Damla fıratın sözlerini çok sevmişti, içinden işte romantizm diye geçiyordu. Fırat söze girdi.
-sakin bir müzik eşliğinde ve masadaki mumlar eşliğinde Fehmi işkembe salonunda lahmacuna ne dersin?
Damla bir anda kahkaha attı.
-sen delisin, diyerek gülüyordu. Damla kahkahalar atarken birden Fırat damlanın elini tuttu. Zamanlaması harikaydı. Damla aşık değilse de, işte o an olmuştu. Kısık bir sesle sordu.
-sen kimsin?
Tam o sırada fıratın telefonu çaldı. Fırat çok sakin ve hiç tereddüt etmeden telefonu açtı
-alo, dedi
Arayan Buse’ydi. Yani diğer bir sevgilisi.
-şu an bir çiçek bahçesindeyim ve senin için çook güzel bir gül buldum. Eminim beğeneceksin.
Buse buna çok sevindi. Çünkü Fırat ona ilk kez bir gül alacağını söylüyordu. Çabuk olması için kısa kesti ve telefonu kapattı. Damla ise bu konuşmayı anlamaya çalışıyordu.
-gül bulduğunu söyledin?
-evet, sensin
-nasıl yani, ama başkasına götüreceğini söyledin
-evet
-arayan kimdi?
-annem, annemdi
-anlamıyorum neden öyle söyledinki?
-annemle tanışmak istemez misin?
Damla gerçekten çok sevinmişti buna. Fırat’ın elini tuttu.
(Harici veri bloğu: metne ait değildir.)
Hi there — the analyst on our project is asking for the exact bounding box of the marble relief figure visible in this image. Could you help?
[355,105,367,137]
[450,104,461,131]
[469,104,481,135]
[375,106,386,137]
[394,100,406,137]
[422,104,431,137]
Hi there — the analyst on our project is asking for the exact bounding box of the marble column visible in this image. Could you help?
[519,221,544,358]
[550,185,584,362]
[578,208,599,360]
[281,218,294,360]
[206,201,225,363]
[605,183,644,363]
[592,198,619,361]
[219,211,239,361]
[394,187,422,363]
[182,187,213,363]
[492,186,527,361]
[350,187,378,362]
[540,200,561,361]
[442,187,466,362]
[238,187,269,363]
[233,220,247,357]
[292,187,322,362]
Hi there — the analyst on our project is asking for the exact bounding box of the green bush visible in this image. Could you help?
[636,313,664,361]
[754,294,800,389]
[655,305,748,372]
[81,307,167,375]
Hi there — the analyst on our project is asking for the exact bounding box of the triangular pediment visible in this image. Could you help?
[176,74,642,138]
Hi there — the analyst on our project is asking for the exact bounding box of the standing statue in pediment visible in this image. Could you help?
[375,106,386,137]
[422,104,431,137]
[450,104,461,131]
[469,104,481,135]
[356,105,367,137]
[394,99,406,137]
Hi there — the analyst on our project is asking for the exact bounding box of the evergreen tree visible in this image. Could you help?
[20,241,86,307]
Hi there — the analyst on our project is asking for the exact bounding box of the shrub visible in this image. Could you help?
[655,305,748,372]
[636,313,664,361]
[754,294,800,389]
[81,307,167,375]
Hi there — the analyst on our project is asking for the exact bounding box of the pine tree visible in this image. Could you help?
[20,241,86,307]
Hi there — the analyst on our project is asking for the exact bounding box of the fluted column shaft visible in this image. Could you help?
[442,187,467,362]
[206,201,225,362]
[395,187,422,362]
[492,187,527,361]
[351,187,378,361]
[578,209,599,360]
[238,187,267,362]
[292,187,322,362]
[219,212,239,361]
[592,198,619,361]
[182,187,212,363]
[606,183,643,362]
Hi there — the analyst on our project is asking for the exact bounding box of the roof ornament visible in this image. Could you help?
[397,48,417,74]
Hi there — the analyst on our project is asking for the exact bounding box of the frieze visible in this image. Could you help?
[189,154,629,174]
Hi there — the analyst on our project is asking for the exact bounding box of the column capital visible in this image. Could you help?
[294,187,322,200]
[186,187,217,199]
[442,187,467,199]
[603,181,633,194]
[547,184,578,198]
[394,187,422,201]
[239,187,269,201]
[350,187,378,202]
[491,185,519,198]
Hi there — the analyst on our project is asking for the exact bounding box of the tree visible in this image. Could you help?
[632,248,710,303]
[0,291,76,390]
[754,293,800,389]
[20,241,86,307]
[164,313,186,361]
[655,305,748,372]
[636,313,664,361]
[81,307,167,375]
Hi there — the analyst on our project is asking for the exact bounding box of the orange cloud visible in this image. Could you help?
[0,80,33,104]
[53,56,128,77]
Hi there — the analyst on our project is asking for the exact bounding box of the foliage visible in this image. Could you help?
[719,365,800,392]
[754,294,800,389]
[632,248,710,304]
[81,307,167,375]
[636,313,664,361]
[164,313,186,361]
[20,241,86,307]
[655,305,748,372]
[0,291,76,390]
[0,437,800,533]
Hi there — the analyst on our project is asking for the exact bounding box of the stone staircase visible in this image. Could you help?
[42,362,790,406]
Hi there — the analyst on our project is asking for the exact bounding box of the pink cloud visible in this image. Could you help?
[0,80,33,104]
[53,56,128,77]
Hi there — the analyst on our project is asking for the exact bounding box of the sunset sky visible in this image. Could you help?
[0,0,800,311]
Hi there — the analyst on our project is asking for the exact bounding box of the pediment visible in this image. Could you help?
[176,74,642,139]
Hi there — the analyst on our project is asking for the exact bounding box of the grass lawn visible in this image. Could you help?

-ben, çok etkilendim senden, diyebildi
Oysa Fırat diğer sevgilisiyle konuşmuştu. Öyle bir cümle kurmuştu ki, her iki kızda anlamamış ve ikisi de kendi dünyasında çok mutlu olmuştu. Bir taşla iki kuş vurmak buna denirdi işte.. Hemen toparlanıp damlaya numarasını verdi ve tekrar düşünmesini istedi Fırat. Ve ayrıldı oradan. Arkasına bakmadan yürüyordu. Fakat damlanın ara ara arkasına baktığını biliyordu. Tekrar bir sigara yaktı. Bir şeyler içmek için bir kafeye girdi. Boş bir masaya oturdu. Bir el hareketiyle garsonu çağırdı ve bir çay istedi. Etrafına baktı. Arka masada genç güzel bir bayan oturuyordu tek başına. Bu kız Fırat’ın arka masasında otursa da Fıratın çevresindeydi. Ve potansiyel olarak sevgili adayıydı. Fakat o an için o bayanın önemi yoktu, sadece çay içmek istiyordu Fırat. Karşıki masada 18 yaşlarında bir genç dikkatini çekti. Çaprazındaki kızı izliyordu. Ama kız bu durumdan hoşnut gibi durmuyordu. Garsonu çağırdı ve o genci göstererek masasına gelmesini istedi. Garson gencin yanına gidip kulağına Fırat’ın söylediklerini iletti. Aksiyon başlıyordu. Genç masaya geldi
-otur otur
-sen kimsin
-yardım meleğin
Genç masaya oturdu anlamsız bakışları Fırat’ın üstündeydi.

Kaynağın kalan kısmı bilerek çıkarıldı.